The iBook display was extremely crisp and bright. Even at the highest resolution of 1,024 by 768, I had no difficulty looking at it or hitting even small controls. The Titanium’s larger display was just fine, but for some reason, I saw the iBook’s display more clearly. Finally, the Titanium’s slot-loading DVD-ROM ejects to the front of the machine, which would be a minor hassle when I use the machine in bed. The side-mounted, tray-loading configuration of the iBook wouldn’t suffer this problem. Another bonus on the iBook side for lap use is my initial impression that it runs cooler than the Titanium. A lap warmer can be nice in the cold, rainy months, but I don’t need to bake my thighs otherwise.

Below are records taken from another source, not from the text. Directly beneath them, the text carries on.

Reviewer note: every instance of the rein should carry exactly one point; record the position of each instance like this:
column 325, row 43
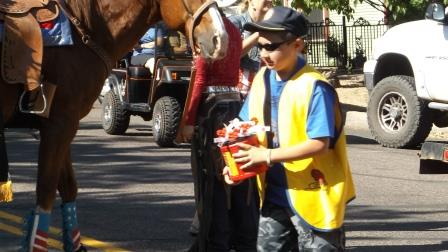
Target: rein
column 195, row 17
column 86, row 39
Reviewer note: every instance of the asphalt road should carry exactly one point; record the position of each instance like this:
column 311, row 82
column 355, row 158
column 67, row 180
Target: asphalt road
column 135, row 196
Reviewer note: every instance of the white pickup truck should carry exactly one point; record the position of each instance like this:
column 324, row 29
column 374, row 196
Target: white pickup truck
column 407, row 84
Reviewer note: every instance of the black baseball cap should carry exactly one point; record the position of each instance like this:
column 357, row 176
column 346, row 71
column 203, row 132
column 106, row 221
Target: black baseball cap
column 281, row 19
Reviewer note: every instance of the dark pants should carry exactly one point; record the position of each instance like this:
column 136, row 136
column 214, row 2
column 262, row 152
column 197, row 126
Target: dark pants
column 228, row 216
column 281, row 230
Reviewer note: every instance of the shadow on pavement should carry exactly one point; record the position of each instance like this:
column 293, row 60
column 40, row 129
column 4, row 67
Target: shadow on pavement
column 352, row 139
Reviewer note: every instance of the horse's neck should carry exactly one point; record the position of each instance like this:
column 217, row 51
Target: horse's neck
column 116, row 25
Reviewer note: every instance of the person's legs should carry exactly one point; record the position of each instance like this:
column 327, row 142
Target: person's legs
column 311, row 240
column 244, row 215
column 219, row 233
column 275, row 230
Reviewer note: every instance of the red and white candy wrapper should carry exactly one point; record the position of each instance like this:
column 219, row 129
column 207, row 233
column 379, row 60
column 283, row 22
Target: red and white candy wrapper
column 239, row 132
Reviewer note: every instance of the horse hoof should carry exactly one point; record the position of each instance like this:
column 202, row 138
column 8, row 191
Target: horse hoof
column 81, row 249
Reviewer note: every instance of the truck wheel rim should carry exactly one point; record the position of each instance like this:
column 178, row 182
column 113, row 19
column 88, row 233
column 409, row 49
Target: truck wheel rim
column 393, row 112
column 157, row 121
column 107, row 114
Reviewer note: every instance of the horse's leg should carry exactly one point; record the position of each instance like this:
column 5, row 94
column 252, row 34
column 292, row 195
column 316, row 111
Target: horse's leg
column 5, row 183
column 56, row 136
column 68, row 191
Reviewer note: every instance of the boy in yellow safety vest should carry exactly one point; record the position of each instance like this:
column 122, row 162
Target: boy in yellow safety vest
column 308, row 184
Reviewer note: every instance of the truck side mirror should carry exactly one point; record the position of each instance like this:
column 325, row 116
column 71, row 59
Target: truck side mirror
column 435, row 11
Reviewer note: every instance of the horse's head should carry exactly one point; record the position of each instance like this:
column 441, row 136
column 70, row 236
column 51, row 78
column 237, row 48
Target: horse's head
column 202, row 22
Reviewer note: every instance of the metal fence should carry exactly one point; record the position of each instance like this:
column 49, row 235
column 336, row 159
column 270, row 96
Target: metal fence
column 342, row 46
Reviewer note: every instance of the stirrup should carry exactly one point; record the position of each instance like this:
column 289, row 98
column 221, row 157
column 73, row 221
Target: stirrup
column 29, row 111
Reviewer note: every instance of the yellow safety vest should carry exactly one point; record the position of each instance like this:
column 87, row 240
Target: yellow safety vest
column 319, row 187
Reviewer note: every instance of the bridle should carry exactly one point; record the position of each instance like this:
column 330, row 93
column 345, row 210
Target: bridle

Finally, I was impressed at how small the iBook looks, while the Titanium’s width gives the impression of size. The difference between them is only 2.2 inches, measured edge-to-edge the long way, but in packages this small, a few inches matters a lot.
Choosing a Book — To sum up, I found the pricing of the iBook far more attractive than the Titanium’s pricing. The low price also helped me soften my desire for a three-year life cycle. The main technical differences, such as CPU speed, display size, and monitor spanning capabilities turned out not to be crucial because I’m planning to use the portable in conjunction with my primary desktop Mac. Finally, the opportunity to handle the two machines side-by-side enabled me to determine that for whatever intangible reason, I preferred the feel of the iBook.
In the end, the iBook most closely suits my needs. Its up-to-date ports provide access to my supporting cast of peripherals here at home, so much so that I decided to get the least expensive CD-ROM model (though with more RAM and an extra battery). The iBook’s Lilliputian stature means I can travel with it easily, and the price difference between it and the Titanium allows me to save some of the money I earned recently for the proverbial rainy day (which may come in the form of my late-summer electric bill here on the power-challenged West Coast). I’m looking forward to opening the box on my new iBook.
[Mike Whybark plays a bright-blue electric mandolin in the Seattle-based Bare Knuckle Boxers and has designed user interfaces, logos, and Web sites for the DVD anime classic Bubblegum Crisis and two Better Homes and Gardens CD-ROMs, among others. Most recently he led the initial development of an online sweepstakes and contest management system for iPromotions, now a division of 24/7 Media, Inc.]